1. ## Sets: Direct Proof

Show that $(A \cap B) \cup C = A \cap (B \cup C)$ is false for all sets A, B and C using direct proof.

If we were to prove that the statement is true then we would need to show that if $x \in (A \cap B) \cup C$ then $x \in A \cap (B \cup C)$ and if $x \in A \cap (B \cup C)$ then $x \in (A \cap B) \cup C$

To formalise this we denote the following:

Let P(x) denote the proposition function "$x \in (A \cap B) \cup C$" and Q(x) denote the proposition function "$x \in A \cap (B \cup C)$"
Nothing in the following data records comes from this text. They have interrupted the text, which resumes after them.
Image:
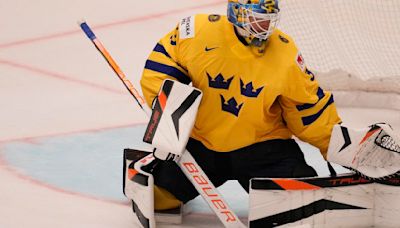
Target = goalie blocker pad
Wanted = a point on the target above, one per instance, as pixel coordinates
(374, 151)
(172, 119)
(138, 187)
(348, 200)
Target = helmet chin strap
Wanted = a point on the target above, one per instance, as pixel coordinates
(257, 45)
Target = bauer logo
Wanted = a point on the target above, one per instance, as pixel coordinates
(186, 29)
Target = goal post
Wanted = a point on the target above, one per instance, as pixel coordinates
(351, 45)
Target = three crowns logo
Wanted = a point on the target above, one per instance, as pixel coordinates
(219, 82)
(232, 106)
(248, 90)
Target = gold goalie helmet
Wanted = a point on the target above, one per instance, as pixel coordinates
(255, 19)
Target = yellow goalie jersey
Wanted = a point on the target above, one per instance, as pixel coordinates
(247, 98)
Thus we need to show that $\forall x \left(P(x) \to Q(x)\right)$ and $\forall x \left(Q(x) \to P(x)\right)$

Let us first focus on $\forall x \left(P(x) \to Q(x)\right)$

Because we are using a direct proof let us assume the hypothesis P(x) is true. If we can show that Q(x) is false then the universally quantified statement is false and we have complete our proof.

Since P(x) is assumed to be true then $x \in (A \cap B) \cup C$ can be interpreted as $x \in (A \cap B)$ or $x \in C$.
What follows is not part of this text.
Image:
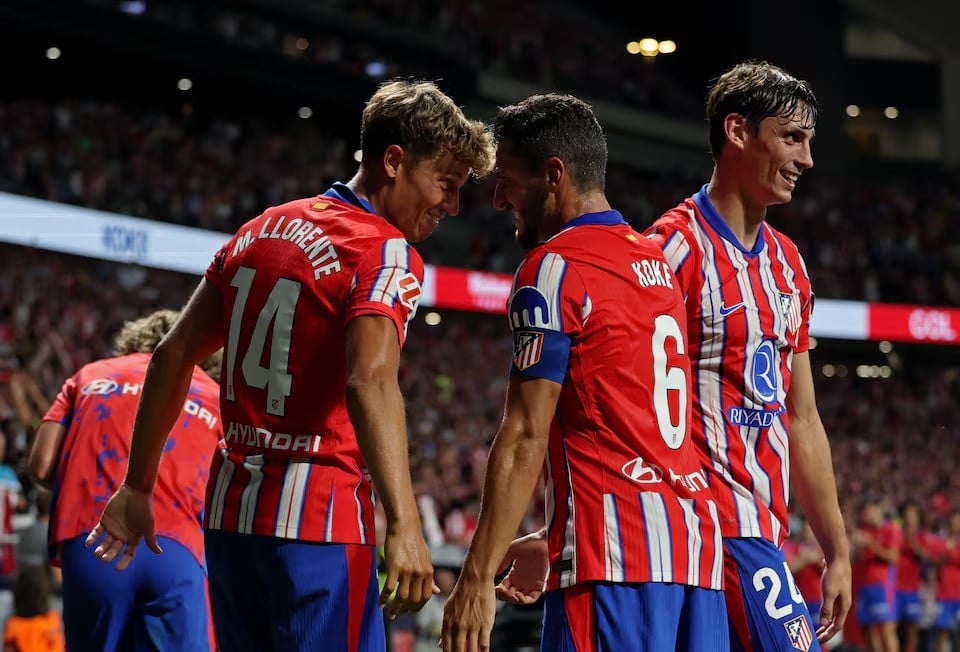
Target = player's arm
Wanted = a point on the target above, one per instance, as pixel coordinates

$x \in (A \cap B) \cup C$ is only true if:

1. $x \in (A \cap B)$ is true and $x \in C$ is true

2. $x \in (A \cap B)$ is true and $x \in C$ is false

3. $x \in (A \cap B)$ is false and $x \in C$ is true

Now Q(x) is interpreted as $x \in A$ and $x \in B \cup C$

Now what...?

2. $\displaystyle (A\cap B)\cup C=A\cap(B\cup C)=A=B=C$ if $\displaystyle A=B=C.$ You're going to need conditions on the three sets in order to make it false. It's certainly not going to hold for all sets!

3. Oh yes, I see, thanks very much Ackbeet!!

4. You're very welcome. Have a good one!

5. Do you mean "false for all sets" or "not true for all sets"?

The first is, as Akbeet said, not a true statement so you cannot prove it.

But the second, that there exist some sets for which $\displaystyle (A\cap B)\cup C\ne A\cap(B\ cup C)$, is true. A counter example is the simplest way to show that- exhibit one of those sets.